Check out the Windows 7 Release Candidate (build 7100) gallery
OK, here's the deal. There's a lot to like about Windows 7. I don't have a problem admitting that. In fact, I'm happy to go as far as to say that it could very well be the best OS to come out of Redmond since Windows NT 4.0.
First, there's the extra performance that it manages to squeeze from existing hardware. It's not going to blow your hair back, and once the system is set up with all the required software it's no longer really noticeable, but it's still there, and a small gain is better than a small loss. Then there's the new UI. It's clean, crisp and fresh, and it feels better and more logically organized than either Vista or XP. And then there's all the usability tweaks tha make things quicker and easier to find. There's no doubt that Windows 7 easier to set up, use and maintain then either Vista or XP. And finally, it seems that Microsoft has struck the right balance between compatibility and support for cutting-edge features, which means that you're not going to have to throw away all your exisitng hardware just to experience 7.
Like I said, I like Windows 7. A lot.
The problem is that I can't really say that I'm all that displeased with what Vista offers me. Sure, performance and reliability was poor when Vista was released, but these issues were addressed a long time ago. And that's a problem for Microsoft because when it comes to deciding which version of Windows is the best, the pros and cons all becomes rather vague. Given the lack of a killer 'must have' feature (and no, I don't look at XP Mode as a killer feature), it's hard for me to see Windows 7 as much more than an updated Vista. A Vista that's just a bit easier to use and less annoying, thanks to a streamlined UI and a dramatic reduction in the number of the UAC prompts that using the OS generates. But any mass switching of operating systems represents a lot of hassle, and without a clear benefit in mind, it's hard to justify the time, effort and expense.

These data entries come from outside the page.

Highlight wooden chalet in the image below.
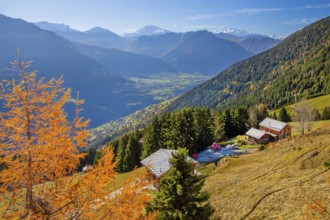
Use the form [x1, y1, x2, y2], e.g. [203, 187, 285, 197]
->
[246, 118, 292, 144]
[141, 148, 198, 190]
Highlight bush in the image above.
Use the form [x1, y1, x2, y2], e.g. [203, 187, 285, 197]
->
[258, 145, 266, 151]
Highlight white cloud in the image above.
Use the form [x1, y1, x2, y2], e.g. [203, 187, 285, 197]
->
[235, 8, 283, 15]
[304, 3, 330, 9]
[283, 17, 319, 25]
[187, 14, 219, 20]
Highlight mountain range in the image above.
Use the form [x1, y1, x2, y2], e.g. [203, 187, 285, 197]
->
[0, 15, 156, 127]
[122, 25, 171, 40]
[34, 22, 280, 75]
[168, 16, 330, 111]
[0, 14, 283, 127]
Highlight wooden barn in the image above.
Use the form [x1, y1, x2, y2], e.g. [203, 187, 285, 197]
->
[246, 118, 292, 144]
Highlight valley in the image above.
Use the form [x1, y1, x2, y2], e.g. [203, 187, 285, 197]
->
[129, 72, 210, 101]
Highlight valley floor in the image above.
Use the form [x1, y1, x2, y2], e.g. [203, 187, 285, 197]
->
[204, 126, 330, 219]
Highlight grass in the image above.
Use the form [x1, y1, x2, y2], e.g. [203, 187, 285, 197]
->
[289, 119, 330, 136]
[112, 166, 147, 190]
[223, 135, 260, 151]
[270, 94, 330, 116]
[204, 126, 330, 219]
[196, 163, 216, 176]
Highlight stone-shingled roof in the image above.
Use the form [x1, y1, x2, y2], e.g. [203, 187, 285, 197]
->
[259, 117, 288, 132]
[141, 148, 197, 178]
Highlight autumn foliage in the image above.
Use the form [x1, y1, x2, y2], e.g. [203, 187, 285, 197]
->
[0, 56, 153, 219]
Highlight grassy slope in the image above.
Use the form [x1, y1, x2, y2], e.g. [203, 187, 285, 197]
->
[204, 127, 330, 219]
[271, 94, 330, 116]
[289, 119, 330, 136]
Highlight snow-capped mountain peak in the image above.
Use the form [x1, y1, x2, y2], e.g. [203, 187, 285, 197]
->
[214, 27, 251, 37]
[34, 21, 78, 33]
[123, 25, 170, 38]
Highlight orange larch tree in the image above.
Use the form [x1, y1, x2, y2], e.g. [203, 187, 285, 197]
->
[0, 56, 153, 219]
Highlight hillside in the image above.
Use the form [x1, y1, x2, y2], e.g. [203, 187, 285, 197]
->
[216, 33, 281, 54]
[0, 14, 156, 127]
[204, 127, 330, 219]
[271, 94, 330, 117]
[168, 17, 330, 111]
[75, 43, 177, 77]
[89, 99, 174, 149]
[161, 31, 252, 75]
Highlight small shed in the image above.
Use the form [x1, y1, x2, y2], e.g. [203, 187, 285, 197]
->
[245, 128, 270, 144]
[141, 148, 198, 189]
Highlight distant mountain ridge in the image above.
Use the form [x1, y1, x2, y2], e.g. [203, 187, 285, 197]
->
[35, 21, 280, 76]
[35, 21, 128, 49]
[122, 25, 171, 40]
[160, 30, 252, 75]
[167, 16, 330, 111]
[0, 15, 156, 127]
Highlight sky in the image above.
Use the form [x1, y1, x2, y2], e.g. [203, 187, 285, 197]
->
[0, 0, 329, 37]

Again, don't get me wrong, Windows 7 is a good OS, but it suffers from the fact that there's little to distinguish it from OSes that have come before it, especially when it's compared to Vista. Those who are currently running XP will see improvements when they move to Windows 7, but the truth is that they could have seen most of these improvements by upgrading to Vista. And while we're on the subject of upgrading away from XP, I'm once going to have to be brutally honest and say that if you didn't like Vista, it's hard to understand why you'd like Windows 7.
Windows 7 does have one upside compared to its predecessor, and that is that unlike Vista, Windows 7 doesn't have a single feature that will be the focus of rage for the early adopters (in case you're wondering, I'm referring to Vista's intrusive UAC mechanism). It might not seem like much but that's could be the best that Windows 7 has to offer.
The bottom line:
Home users: Buying a new PC - If you're coming at Windows 7 from Vista, you should be fine integrating the new OS with your hardware and software. Take care if you're coming at Windows 7 from XP.
Home users: Thinking about upgrading - Wait until you buy a new system, don't bother upgrading existing systems.
Small Office/Home Office - Stick with what you've got until you have the time and the cash to upgrade.
Enterprise- Windows 7 offers some new features for you (Direct Access, BranchCache and BitLocker) but it might be worthwhile waiting until SP1.
Note: The Release Candidate doesn't expire until June 1, 2010, so if you grab a copy you have plenty of time to test the OS thoroughly.
Thoughts? Are you looking forward to Windows 7? If you are, why? If not, why not?